CQUniversity's new boss shares his vision for the future
BY THE time the 2019 academic years starts, CQUniversity will have a new Vice-Chancellor after Professor Scott Bowman announced his retirement earlier this year.
It took a six-month global search before Professor Nick Klomp, an ecologist and environmental scientist who loves teaching and likes to run marathons, was appointed to the role.
Prof Klomp is currently serving as Deputy Vice-Chancellor Academic at the University of Canberra and before that spent 20 years at Charles Sturt University, based in Wagga Wagga in NSW.
Prof Klomp said he is no stranger to the unique challenges and opportunities in regional universities and was effusive in his belief of their importance.
"Frankly, if a metro university disappeared, some students would have to catch a different bus," he said.
"But if it wasn't for regional universities, some students would never go to uni.
"At CQU there are 6000 first-in-family students, so that gives you an impression of how important it is.
"It's a major player with 30,000 students in 26 locations."

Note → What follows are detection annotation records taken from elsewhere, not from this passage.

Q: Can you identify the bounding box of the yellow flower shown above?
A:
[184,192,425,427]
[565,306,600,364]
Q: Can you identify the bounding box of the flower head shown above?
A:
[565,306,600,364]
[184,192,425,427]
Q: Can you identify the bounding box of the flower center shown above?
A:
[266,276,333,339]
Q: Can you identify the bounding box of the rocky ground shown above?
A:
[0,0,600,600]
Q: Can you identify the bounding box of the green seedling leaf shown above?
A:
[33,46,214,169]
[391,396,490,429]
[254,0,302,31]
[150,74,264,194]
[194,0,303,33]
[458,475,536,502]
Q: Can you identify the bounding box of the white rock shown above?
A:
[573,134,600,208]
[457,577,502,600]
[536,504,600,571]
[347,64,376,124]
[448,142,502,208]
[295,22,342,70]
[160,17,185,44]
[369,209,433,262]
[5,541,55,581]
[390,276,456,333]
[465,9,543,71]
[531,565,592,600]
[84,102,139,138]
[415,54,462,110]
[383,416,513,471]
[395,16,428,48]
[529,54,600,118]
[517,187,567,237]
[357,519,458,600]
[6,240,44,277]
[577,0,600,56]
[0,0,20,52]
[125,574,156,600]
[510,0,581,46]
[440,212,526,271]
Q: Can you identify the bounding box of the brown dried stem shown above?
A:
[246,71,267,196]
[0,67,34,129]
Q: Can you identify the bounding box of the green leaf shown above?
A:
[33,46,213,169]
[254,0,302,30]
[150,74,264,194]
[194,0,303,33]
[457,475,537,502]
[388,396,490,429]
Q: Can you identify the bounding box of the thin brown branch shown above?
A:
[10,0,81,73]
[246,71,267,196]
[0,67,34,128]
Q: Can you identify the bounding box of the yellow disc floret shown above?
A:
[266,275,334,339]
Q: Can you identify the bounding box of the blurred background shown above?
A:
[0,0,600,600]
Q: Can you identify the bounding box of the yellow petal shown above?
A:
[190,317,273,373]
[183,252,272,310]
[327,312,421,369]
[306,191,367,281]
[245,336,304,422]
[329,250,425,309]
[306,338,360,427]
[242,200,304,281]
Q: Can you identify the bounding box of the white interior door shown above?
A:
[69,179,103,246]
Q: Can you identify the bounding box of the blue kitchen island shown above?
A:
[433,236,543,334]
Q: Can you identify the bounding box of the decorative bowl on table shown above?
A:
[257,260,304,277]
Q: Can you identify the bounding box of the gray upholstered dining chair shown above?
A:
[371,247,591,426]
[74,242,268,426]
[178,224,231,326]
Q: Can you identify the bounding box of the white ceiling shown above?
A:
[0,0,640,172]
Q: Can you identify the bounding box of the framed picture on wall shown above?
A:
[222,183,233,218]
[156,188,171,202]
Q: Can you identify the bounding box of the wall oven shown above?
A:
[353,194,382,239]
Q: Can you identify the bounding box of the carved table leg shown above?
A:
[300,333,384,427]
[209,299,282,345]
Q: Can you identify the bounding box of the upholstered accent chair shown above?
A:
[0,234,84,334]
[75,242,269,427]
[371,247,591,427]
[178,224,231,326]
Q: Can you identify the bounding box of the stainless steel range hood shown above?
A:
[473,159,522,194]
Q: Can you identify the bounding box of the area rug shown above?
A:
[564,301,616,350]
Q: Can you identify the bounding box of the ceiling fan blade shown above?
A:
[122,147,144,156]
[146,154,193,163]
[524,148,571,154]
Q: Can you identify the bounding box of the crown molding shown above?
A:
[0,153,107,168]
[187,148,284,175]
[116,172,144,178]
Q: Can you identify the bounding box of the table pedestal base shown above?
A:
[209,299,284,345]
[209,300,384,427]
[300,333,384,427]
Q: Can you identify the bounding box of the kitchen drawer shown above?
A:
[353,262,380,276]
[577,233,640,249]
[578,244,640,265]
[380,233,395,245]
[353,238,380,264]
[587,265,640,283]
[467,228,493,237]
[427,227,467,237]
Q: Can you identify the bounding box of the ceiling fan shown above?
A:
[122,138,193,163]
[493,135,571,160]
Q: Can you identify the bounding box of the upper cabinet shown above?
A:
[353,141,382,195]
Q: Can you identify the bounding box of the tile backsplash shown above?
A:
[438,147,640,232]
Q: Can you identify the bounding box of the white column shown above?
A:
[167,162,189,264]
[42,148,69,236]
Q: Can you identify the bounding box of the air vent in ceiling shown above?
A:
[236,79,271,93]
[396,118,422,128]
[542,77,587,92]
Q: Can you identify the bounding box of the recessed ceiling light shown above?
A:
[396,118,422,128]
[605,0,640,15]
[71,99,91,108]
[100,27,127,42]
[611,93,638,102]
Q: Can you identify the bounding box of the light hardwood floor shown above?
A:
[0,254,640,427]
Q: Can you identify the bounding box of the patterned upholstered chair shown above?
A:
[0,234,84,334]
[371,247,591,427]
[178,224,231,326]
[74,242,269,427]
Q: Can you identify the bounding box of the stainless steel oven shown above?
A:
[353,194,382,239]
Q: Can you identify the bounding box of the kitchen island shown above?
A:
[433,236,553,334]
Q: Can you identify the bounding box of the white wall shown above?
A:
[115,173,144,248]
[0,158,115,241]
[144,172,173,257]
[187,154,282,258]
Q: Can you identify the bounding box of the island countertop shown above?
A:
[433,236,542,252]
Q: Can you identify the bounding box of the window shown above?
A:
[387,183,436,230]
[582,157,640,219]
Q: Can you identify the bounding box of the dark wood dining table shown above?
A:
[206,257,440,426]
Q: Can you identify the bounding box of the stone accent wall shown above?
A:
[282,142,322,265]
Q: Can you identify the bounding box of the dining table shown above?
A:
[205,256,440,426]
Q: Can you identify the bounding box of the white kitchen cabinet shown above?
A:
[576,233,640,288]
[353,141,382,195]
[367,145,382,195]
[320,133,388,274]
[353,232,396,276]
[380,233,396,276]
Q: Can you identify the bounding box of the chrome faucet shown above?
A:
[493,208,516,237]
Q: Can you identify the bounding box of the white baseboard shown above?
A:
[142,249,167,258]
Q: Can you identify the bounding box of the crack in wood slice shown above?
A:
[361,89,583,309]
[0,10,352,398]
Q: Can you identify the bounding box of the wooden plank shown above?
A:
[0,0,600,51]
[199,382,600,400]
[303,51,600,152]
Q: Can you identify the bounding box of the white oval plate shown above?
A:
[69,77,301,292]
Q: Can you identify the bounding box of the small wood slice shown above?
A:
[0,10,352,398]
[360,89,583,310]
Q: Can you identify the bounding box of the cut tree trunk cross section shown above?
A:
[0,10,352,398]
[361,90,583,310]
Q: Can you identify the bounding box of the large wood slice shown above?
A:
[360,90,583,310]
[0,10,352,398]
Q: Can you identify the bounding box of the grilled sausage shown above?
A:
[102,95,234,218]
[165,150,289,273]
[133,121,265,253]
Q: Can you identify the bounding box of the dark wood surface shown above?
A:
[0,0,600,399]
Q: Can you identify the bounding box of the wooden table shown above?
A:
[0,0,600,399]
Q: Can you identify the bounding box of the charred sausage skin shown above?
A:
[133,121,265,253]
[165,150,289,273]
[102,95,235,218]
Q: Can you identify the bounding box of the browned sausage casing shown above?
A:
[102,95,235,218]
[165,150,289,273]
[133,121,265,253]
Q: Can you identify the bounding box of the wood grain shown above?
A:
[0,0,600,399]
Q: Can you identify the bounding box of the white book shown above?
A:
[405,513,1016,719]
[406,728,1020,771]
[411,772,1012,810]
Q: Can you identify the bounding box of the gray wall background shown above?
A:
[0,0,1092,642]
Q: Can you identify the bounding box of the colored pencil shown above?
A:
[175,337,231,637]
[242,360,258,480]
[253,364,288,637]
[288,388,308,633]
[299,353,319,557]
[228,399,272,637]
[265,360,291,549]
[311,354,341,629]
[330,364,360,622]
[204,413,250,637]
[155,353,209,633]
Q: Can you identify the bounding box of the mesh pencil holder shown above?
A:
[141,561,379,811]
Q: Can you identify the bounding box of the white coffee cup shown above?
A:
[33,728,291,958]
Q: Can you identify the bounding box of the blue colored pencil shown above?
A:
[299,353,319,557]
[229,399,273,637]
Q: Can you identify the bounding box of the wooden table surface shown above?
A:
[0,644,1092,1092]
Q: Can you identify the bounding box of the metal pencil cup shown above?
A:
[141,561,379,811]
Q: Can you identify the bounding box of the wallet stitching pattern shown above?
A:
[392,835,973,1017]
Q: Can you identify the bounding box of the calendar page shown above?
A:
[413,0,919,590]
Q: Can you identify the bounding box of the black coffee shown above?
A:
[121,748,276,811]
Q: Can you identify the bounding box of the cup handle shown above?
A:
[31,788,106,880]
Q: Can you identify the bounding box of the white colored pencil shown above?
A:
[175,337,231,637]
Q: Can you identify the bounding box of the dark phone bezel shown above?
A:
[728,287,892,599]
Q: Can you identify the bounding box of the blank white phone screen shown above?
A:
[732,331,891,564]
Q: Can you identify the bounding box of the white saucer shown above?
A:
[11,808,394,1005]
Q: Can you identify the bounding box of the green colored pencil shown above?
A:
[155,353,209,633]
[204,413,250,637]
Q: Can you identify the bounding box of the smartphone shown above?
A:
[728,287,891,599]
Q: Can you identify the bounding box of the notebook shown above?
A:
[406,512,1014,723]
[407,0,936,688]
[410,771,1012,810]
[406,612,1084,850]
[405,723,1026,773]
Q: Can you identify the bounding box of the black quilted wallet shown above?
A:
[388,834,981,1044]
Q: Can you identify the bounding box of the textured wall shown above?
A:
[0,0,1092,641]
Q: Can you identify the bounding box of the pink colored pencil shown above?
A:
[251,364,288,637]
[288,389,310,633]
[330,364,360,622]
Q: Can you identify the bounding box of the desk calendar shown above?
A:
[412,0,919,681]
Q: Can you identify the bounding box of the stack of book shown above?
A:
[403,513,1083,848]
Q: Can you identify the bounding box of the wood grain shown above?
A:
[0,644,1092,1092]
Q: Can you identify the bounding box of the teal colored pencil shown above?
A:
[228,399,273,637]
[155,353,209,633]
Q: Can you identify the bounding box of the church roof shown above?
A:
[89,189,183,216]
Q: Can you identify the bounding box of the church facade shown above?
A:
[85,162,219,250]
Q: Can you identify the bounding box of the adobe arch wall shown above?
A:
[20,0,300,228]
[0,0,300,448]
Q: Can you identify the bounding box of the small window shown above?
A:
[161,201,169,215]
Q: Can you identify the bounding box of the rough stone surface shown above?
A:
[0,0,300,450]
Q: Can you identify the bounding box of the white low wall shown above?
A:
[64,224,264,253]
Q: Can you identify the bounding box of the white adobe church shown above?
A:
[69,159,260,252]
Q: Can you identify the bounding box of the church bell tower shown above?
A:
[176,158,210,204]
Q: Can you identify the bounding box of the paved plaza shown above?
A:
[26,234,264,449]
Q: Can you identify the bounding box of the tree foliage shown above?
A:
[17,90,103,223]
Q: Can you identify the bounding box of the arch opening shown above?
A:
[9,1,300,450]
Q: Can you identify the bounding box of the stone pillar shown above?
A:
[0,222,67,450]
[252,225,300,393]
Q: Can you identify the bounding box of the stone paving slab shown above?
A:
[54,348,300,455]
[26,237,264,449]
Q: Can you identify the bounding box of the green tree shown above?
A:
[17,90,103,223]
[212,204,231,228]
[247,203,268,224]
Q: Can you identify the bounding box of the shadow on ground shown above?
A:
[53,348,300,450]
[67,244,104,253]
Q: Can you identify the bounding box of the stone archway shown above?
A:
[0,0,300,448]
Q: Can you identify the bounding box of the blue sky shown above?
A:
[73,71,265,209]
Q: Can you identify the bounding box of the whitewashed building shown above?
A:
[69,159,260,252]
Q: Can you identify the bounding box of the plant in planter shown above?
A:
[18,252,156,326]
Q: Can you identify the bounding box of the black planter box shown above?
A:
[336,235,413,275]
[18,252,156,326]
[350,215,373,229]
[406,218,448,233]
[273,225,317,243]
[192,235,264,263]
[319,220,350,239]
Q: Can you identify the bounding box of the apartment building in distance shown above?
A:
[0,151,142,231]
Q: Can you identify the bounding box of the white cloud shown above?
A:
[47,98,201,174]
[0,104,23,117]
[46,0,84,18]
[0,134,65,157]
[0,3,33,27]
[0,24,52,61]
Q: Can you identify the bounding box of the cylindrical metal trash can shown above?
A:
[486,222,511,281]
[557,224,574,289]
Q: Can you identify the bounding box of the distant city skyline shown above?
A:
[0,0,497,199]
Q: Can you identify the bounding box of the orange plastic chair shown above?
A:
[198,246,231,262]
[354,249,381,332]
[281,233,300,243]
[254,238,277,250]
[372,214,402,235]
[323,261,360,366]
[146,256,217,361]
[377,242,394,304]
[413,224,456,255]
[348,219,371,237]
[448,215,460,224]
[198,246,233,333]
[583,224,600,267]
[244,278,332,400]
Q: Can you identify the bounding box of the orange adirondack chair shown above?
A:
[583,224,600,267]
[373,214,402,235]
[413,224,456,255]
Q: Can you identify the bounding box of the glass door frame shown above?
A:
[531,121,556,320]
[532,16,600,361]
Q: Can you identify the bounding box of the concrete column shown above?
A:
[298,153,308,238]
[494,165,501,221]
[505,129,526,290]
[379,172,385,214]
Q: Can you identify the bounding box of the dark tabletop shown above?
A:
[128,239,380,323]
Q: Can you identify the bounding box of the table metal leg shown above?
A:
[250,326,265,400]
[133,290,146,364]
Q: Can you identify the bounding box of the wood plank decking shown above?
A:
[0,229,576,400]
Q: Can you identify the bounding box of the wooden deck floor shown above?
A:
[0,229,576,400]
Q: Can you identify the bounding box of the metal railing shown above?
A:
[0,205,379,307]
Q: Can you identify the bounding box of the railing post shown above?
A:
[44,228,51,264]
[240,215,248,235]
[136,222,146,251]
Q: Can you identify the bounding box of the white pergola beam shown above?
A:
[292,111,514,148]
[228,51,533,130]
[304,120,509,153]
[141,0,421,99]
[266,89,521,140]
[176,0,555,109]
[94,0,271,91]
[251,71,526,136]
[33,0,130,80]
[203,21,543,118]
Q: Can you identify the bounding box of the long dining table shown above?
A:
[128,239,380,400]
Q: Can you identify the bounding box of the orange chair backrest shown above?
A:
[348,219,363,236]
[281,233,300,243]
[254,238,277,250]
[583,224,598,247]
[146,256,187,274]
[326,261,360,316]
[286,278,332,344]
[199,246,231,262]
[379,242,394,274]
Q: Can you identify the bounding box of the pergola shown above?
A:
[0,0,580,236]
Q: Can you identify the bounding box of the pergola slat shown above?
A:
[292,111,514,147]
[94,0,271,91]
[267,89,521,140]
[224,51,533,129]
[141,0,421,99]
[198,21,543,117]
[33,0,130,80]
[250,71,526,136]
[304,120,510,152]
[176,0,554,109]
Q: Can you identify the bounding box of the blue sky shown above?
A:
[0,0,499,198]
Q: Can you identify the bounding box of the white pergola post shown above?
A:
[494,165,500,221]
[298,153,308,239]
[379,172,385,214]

After braving a February introduction to Rockhampton - he said none of the locals have been backward in coming forward about what that means - his first priority is to visit those 26 locations.
Not just to meet the 3500 staff, but also the stakeholders and community leaders to learn about their aspirations for the university, new courses and research to assist business and industry and to put their town on the map.
At University of Canberra, Prof Klomp leads a curriculum renewal program to address the challenge of preparing graduates for a very different future workforce.
He said traditionally universities are like the Titanic, "not that they're sinking, they're just difficult to turn".
"But CQUniversity is nifty, it moves pretty quickly," he said.
"It's very prepared to be a different university, prepared to go where other universities fear to tread.
"Lots of universities are playing into the space of readying students for the workforce.
"My vision is not just to create graduates that will walk into a job, but graduates that will create jobs, who are entrepreneurial.
"I want to produce graduates who are capable of moving from job to job, but also of creating their own job and employing other people with them."
Prof Klomp said while the heart and soul of CQU are in Central Queensland, the university provides access for regional and rural students from around Australia.
"The world is so connected now, you can do great research wherever you are and CQU is remarkable in its research outputs," he said. "In 14 categories, CQUniversity research is ranked as world-class.
"In Rockhampton that includes precision livestock management, health and physical activity, engineering and regional development. That's research that makes a difference to business and industry in regional Australia."
At 55, Prof Klomp is one of the younger Vice-Chancellors in Australia.
With a vision for the future and undaunted by Rockhampton's fearsome summers, Australia's largest regional university is in enthusiastic hands.
"I'm a Perth boy originally, so I'm used to the heat," he said. "And I'm in Canberra, so if anyone's going to worry about the weather it's me."